With hopes to raise the bar of awareness about the bird life of the islands and to drum up public support for the conservation of the Balanga wetlands, the Wild Bird Club of the Philippines (WBCP) together with the provincial government of Balanga and the Department of Tourism (DoT) opened the 5th Philippine Bird Festival, the country’s largest celebration of bird lore awareness and avifaunal diversity this month.

Bird watchers, conservationists and nature enthusiasts from London, Taiwan , Singapore , Hong Kong, and Malaysia trooped to Balanga to attend the Bird Festival last October 9 that marked the arrival of the wintering shorebirds from mainland Asia and Japan .

Tourism Secretary Ace Durano believes that Balanga presents a strong potential to become a major eco-tourism site for western tourists with bird watching at the forefront.

“Bird watching is the fastest growing hobby in the west. It has a big market of long staying tourists specifically from the UK. Balanga is not actually a traditional tourist destination but if we can preserve the wetlands and develop a world class wetland park, bird watching can propel Balanga to the mainstream tourism traffic,” Durano explained.

Durano added that the biggest bird watching festival in Asia is usually held in Taiwan which is very unfortunate, he pointed out, since the Philippines has the most number of wild birds in Asia with over 600 species, of which 200 are endemic to the country.

Balanga is the latest bird watching site in the Philippines to be promoted worldwide by DoT and Balanga’s Mayor Jose Enrique Garcia III was pleased to announce that the city government has started the construction of the Nature and Wetland Park in Tortugas to cater to the international bird watching market.

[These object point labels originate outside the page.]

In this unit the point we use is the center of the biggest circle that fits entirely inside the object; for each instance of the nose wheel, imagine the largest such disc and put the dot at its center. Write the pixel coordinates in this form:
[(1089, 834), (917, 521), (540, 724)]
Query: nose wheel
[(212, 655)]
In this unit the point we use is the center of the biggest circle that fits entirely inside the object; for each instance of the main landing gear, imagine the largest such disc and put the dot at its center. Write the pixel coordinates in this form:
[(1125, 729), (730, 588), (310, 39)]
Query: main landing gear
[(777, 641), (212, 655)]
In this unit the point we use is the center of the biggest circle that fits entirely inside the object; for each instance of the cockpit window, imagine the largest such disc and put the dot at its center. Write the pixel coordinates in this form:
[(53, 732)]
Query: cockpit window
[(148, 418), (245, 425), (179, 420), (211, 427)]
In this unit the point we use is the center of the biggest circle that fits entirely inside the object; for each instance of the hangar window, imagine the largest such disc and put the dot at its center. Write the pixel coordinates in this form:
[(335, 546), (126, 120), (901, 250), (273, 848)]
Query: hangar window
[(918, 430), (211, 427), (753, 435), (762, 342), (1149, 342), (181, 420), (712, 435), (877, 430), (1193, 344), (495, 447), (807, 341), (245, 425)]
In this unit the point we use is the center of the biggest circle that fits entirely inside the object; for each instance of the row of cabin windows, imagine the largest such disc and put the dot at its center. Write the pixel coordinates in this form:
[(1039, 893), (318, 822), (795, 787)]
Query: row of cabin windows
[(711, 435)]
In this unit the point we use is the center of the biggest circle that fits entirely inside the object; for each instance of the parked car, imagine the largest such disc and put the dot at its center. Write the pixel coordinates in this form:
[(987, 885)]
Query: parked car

“Currently we are constructing a wetland park on a one hectare area which is a part of the Manila Bay coast line. The spot is perfect for a wetland development site because it is surrounded by fishponds and mangroves. The WBCP is helping us design the park and create more public green spaces,” Mayor Garcia said.

But the importance of bird life and avifaunal diversity doesn’t stop with tourism development alone. According to Bird Festival Committee chair Alice Villa-Real, the more species of birds found in a location, the better the state of environment.

“The population of birds in the country is directly proportional to the Filipinos’ quality of life. Their absence in the environment reflects the denudation of forests or wetlands that serve as nesting grounds to endemic species and migratory birds,” Villa-Real said.